In this work, trace elemental analysis was carried out in the nodular tissue samples of thyroid with TBN and TMN using instrumental neutron activation analysis. It was shown that a combination of non-destructive instrumental neutron activation analysis and destructive method such as inductively coupled plasma mass spectrometry is an adequate analytical tool for the determination of Ag, Al, B, Be, Bi, Cd, Ce, Co, Cr, Cs, Fe, Ga, Hg, I, La, Li, Mn, Mo, Nd, Ni, Pb, Pr, Rb, Sb, Sc, Se, Sm, Sn, Tl, U, Y, and Zn content in the tissue samples of human thyroid, including needle-biopsy material. It was observed that in TMN tissue the mean mass fractions of Be, Fe, I, Sc, and Se are approximately 1.9, 1.7, 14, 3.1, and 1.6 times, respectively, lower while the mass fraction of Ga, Mo, and Rb 62%, 51%, and 33%, respectively, higher than those in TBN tissue. Contents of Ag, Al, B, Bi, Cd, Ce, Co, Cr, Cs, Hg, La, Li, Mn, Nd, Ni, Pb, Pr, Sb, Sm, Sn, Tl, U, Y, and Zn found in the TBN and TMN groups of nodular tissue samples were similar. In our opinion, the drastically decrease in level I and abnormal increase in Ga, Mo, and Rb level in thyroid nodular tissue could be a specific consequence of malignant transformation. It was proposed to use the I mass fraction, as well as I/Ga, I/Mo, and I/Rb mass fraction ratio in a needle-biopsy of thyroid nodules as a potential tool to diagnose thyroid malignancy. Further studies on larger number of samples are required to confirm our findings and proposals.

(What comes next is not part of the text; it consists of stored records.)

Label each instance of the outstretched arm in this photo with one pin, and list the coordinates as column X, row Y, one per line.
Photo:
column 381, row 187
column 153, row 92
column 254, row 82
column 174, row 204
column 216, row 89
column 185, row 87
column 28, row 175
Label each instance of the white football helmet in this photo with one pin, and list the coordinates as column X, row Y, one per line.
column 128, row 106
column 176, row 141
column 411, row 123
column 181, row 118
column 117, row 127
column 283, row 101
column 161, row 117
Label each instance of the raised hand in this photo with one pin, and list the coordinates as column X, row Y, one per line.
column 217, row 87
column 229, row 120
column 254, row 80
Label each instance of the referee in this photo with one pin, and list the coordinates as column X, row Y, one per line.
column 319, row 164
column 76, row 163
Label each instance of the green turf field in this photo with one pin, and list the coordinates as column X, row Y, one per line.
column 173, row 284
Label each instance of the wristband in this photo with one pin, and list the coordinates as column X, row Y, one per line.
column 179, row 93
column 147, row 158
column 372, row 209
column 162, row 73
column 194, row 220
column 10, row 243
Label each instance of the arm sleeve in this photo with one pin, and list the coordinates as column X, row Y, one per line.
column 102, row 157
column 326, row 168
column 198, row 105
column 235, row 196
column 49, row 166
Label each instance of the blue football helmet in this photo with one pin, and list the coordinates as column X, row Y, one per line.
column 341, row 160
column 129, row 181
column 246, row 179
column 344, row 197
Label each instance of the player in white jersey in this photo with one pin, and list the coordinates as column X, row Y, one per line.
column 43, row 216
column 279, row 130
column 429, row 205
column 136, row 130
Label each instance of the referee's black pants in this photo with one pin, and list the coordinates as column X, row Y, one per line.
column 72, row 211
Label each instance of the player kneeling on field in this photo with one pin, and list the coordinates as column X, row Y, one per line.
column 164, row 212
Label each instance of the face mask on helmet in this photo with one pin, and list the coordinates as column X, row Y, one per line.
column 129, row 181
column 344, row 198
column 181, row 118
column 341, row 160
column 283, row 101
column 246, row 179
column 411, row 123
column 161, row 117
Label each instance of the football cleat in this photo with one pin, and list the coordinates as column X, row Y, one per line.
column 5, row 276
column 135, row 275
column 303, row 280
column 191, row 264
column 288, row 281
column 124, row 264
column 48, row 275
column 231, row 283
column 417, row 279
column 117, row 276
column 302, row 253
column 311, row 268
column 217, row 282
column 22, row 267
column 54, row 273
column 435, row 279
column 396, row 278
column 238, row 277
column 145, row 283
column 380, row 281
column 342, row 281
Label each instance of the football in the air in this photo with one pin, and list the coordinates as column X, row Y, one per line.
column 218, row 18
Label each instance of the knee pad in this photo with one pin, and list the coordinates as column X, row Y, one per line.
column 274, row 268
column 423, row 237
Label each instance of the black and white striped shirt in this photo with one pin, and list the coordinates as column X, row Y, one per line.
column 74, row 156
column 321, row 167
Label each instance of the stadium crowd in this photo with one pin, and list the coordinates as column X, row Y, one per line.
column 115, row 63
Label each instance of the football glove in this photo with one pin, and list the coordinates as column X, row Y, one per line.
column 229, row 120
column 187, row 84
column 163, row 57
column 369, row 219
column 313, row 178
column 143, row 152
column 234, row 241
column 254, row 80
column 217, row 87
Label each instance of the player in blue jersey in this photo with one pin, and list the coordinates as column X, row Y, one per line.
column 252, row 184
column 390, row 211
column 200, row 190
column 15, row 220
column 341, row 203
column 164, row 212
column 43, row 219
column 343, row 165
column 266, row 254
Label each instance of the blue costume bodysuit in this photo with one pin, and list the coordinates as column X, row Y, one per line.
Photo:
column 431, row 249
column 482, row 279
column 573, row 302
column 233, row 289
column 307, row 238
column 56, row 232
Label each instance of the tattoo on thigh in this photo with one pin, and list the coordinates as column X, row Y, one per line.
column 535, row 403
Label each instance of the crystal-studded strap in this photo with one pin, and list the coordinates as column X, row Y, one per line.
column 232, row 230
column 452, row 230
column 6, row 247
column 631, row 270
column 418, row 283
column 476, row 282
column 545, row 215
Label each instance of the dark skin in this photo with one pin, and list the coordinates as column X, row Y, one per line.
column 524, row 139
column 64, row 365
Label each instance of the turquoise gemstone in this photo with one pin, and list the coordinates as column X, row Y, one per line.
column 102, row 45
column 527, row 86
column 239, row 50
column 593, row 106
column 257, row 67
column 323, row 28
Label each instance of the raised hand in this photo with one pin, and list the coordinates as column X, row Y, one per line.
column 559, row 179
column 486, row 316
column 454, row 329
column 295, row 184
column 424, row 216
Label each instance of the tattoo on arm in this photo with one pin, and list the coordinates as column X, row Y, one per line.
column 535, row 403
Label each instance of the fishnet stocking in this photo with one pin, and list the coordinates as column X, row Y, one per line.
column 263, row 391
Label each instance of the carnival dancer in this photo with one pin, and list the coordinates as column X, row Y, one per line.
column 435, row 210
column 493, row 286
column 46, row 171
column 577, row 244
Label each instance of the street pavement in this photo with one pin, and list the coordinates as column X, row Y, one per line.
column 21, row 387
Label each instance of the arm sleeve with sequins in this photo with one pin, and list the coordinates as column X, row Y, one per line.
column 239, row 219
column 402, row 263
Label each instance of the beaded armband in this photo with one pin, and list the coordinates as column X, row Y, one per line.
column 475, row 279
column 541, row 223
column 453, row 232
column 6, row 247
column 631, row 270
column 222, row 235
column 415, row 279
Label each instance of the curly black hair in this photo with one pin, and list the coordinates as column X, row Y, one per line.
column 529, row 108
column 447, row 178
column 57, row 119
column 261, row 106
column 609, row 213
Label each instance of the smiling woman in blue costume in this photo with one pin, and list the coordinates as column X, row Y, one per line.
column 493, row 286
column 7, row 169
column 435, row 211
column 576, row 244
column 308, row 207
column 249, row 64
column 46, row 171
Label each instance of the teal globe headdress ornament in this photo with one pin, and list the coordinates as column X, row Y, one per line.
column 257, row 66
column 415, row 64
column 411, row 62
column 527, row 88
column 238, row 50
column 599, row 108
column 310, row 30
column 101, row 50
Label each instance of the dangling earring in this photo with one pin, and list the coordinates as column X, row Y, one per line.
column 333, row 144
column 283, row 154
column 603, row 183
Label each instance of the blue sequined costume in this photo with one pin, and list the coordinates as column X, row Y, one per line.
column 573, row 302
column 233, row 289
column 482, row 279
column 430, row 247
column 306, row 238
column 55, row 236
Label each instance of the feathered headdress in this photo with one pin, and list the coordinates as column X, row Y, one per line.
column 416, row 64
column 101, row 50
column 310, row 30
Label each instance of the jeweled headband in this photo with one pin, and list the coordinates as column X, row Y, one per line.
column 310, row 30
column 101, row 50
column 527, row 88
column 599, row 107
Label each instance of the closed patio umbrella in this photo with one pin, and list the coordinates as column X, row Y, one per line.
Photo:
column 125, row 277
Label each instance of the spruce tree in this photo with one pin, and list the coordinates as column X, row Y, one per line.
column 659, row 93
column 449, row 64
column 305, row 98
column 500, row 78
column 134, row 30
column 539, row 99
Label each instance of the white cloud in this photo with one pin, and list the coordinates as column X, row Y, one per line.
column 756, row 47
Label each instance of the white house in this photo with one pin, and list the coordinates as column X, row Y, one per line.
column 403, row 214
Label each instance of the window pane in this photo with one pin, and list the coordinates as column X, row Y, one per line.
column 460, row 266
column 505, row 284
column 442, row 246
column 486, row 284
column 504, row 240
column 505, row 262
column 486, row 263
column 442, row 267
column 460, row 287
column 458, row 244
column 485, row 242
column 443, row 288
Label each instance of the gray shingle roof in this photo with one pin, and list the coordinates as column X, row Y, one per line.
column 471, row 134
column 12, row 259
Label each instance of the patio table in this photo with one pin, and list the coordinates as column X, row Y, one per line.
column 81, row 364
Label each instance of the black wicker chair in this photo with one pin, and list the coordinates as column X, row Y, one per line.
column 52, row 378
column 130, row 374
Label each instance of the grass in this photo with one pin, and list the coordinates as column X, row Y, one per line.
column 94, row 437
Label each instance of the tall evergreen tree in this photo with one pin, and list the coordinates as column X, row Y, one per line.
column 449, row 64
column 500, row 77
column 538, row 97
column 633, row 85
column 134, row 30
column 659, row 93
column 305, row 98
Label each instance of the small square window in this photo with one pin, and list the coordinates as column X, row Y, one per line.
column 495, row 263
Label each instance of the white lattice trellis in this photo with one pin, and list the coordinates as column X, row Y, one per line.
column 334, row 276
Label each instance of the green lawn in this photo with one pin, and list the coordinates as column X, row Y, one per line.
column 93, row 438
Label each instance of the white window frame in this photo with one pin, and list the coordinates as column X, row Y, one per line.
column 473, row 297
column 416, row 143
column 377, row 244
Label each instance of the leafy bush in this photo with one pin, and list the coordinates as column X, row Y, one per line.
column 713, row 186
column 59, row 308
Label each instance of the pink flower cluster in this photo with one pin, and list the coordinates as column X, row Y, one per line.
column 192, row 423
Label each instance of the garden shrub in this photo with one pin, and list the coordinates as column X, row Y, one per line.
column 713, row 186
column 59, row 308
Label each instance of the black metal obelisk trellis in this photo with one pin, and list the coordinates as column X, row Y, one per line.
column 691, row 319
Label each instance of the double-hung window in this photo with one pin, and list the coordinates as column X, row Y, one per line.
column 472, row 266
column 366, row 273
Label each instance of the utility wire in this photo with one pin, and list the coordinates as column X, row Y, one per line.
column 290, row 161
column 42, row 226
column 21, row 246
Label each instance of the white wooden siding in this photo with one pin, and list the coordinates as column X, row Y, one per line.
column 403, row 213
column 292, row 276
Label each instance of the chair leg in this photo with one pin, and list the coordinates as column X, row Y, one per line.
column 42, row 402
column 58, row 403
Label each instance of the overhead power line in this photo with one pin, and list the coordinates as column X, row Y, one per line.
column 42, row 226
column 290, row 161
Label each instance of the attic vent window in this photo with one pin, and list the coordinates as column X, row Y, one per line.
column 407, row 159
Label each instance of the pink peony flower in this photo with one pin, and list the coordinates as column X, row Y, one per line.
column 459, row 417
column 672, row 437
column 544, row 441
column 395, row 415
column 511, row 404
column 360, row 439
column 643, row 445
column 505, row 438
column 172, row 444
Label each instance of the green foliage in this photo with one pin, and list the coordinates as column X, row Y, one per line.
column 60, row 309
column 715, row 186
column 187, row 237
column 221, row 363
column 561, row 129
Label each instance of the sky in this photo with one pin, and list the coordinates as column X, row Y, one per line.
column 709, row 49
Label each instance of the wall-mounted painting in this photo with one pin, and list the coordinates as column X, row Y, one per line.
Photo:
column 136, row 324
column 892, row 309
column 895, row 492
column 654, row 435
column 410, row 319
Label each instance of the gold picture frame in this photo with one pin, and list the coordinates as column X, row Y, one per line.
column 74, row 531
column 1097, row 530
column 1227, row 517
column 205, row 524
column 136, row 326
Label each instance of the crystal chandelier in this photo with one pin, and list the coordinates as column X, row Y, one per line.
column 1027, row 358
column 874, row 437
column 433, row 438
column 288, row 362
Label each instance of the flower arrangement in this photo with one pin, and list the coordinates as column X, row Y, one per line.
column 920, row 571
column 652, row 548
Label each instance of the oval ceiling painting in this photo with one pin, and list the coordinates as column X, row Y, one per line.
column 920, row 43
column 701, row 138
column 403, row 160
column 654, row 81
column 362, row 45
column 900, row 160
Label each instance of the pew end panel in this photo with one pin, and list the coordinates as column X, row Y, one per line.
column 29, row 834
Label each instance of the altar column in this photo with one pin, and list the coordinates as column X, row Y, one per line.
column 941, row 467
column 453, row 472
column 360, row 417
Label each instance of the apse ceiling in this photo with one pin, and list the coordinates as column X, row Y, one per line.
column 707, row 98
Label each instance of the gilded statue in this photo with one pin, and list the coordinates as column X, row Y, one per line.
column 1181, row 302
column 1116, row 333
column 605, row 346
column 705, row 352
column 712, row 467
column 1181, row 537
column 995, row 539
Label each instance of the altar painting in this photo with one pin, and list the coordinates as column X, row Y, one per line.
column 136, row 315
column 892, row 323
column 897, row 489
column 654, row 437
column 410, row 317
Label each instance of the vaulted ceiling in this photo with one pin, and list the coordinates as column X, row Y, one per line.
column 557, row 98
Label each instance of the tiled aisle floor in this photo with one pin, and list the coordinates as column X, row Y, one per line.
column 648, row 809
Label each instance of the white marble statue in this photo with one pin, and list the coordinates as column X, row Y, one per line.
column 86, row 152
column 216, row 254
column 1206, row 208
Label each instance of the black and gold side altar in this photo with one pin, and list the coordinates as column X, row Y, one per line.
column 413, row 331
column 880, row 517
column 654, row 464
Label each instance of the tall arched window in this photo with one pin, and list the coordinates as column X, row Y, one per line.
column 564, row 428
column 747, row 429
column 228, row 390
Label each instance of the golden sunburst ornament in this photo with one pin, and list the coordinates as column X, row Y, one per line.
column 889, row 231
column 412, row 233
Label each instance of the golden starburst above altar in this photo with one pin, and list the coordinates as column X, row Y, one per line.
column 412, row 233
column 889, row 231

There were no any sources of funding that have supported this work.
The author is extremely grateful to Profs. Vtyurin BM and Medvedev VS, Medical Radiological Research Center, Obninsk, as well as to Dr. Choporov Yu, former Head of the Forensic Medicine Department of City Hospital, Obninsk, for supplying thyroid samples. The author is also grateful to Dr. Karandaschev V, Dr. Nosenko S, and Moskvina I, Institute of Microelectronics Technology and High Purity Materials, Chernogolovka, Russia, for their help in ICP-MS analysis.